—¡Una vergüenza! —Gritó con voz carrasposa y desafiante—. ¡Ocho minutos llevo aquí y nadie ha venido a ayudarme todavía!
Los compradores que entraban y salían observaban divertidos sus zapatos de charol azul luz y su cesta cargada, como miramos a los bichos que se comportan exóticamente. (Sabiendo que exótico es absolutamente subjetivo y esclavo de nuestros sentidos, asimismo toda descripción).
—Nueve minutos y ni un alma se presta a llevarme las cosas al coche, ¡Es que ya no hay caballeros para las damas!
Finalmente, un muchacho con uniforme salió del restaurante cercano y se le acercó con la intención de arrastrar la pesada mercancía.
—¡Otra vez tú!
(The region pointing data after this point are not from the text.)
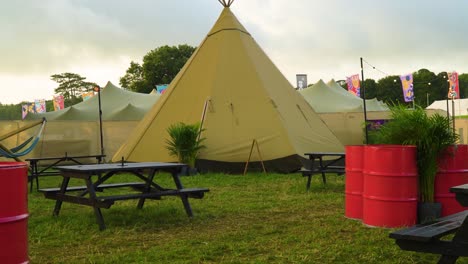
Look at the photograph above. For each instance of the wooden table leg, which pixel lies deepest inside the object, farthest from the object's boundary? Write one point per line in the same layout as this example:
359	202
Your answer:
97	210
184	198
324	179
147	188
63	189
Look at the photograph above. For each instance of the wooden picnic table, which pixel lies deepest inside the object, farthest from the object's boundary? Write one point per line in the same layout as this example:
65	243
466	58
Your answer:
427	238
147	188
48	163
323	162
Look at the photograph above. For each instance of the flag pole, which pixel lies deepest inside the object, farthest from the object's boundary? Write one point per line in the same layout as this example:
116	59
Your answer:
364	102
98	88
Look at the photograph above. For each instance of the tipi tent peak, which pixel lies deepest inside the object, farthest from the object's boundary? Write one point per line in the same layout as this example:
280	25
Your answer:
112	98
226	3
241	99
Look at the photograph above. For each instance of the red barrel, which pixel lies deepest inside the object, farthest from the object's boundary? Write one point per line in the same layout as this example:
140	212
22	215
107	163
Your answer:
13	212
452	171
390	185
353	183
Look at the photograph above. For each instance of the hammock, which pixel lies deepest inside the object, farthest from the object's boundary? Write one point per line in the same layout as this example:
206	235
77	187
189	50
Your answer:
25	147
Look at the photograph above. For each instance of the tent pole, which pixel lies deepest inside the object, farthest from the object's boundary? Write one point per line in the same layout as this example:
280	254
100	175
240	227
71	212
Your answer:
453	115
364	102
250	155
100	120
260	156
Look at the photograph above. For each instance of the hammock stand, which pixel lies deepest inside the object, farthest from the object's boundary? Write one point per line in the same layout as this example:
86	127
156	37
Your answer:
25	147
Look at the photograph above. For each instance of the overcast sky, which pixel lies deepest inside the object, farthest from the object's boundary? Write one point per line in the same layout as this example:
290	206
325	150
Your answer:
323	39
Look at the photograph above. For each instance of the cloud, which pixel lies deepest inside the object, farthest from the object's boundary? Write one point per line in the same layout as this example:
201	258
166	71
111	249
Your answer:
323	39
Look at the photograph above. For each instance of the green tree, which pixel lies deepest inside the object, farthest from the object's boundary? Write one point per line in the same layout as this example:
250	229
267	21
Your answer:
133	79
71	85
422	84
389	90
371	89
160	66
463	84
10	111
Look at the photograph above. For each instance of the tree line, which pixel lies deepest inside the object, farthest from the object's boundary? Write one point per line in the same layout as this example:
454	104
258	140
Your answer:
162	64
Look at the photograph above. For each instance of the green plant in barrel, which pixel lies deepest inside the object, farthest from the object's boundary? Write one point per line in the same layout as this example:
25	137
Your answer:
185	142
431	135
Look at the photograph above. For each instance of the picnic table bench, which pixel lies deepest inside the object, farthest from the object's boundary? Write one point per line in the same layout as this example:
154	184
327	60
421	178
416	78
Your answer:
46	166
320	165
148	188
429	238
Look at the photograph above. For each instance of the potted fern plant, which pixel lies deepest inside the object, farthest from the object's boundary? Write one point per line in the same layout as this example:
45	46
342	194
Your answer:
185	142
431	135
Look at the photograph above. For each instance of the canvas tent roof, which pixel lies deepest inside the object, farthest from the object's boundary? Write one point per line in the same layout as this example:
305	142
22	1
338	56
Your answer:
325	99
240	96
371	104
460	106
116	104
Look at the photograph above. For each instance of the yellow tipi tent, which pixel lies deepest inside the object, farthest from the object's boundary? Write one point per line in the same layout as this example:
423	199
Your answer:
240	97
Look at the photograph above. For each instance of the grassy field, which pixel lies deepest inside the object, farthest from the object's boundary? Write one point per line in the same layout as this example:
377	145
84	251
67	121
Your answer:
255	218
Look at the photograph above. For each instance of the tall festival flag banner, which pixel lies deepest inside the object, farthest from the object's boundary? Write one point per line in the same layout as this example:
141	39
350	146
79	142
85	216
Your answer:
454	90
58	102
28	108
87	95
161	88
354	85
24	110
407	85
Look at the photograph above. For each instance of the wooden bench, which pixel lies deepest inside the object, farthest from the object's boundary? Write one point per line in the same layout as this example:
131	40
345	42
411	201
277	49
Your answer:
318	164
48	169
101	187
427	238
340	170
196	193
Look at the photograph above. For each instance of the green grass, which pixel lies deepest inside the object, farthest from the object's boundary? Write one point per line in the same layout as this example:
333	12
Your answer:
255	218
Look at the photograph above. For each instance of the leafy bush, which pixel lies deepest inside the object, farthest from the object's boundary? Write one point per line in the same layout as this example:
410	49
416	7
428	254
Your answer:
431	135
185	142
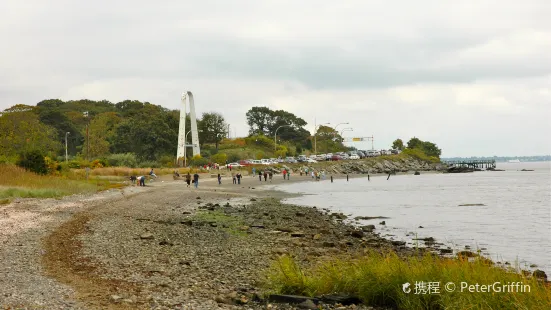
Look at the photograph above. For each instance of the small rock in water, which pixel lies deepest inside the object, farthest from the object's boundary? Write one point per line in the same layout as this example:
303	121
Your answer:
307	304
357	233
146	237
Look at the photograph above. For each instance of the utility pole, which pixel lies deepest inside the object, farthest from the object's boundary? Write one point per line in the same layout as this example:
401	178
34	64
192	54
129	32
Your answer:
316	136
87	136
275	136
66	154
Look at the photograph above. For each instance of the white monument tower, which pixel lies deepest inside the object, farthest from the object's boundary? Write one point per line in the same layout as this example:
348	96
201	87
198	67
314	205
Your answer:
182	134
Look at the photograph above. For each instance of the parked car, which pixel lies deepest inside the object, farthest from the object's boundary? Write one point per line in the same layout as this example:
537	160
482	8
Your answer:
290	160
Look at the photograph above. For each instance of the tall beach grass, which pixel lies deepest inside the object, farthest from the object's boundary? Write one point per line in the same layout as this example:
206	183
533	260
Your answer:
16	182
378	279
Por lo menos esta vez no has esperado a que lloviera.
Y diciendo esto agitó de manera amenazante y con vigorosidad un paraguas (con lo cual se demostraba que no necesitaba ayuda alguna).
Ambos se perdieron entre filas de coches, custodiados por carros metálicos bien ordenados gracias al euro que hay que insertar para obtenerlos, y fueron solapados por vehículos en continuo movimiento, familias enteras y hombres con bigotes lacados y sombreros bohemios y mujeres con pantalones demasiado estrechos y labios operados y adolescentes acicalados para la primera sesión de cine.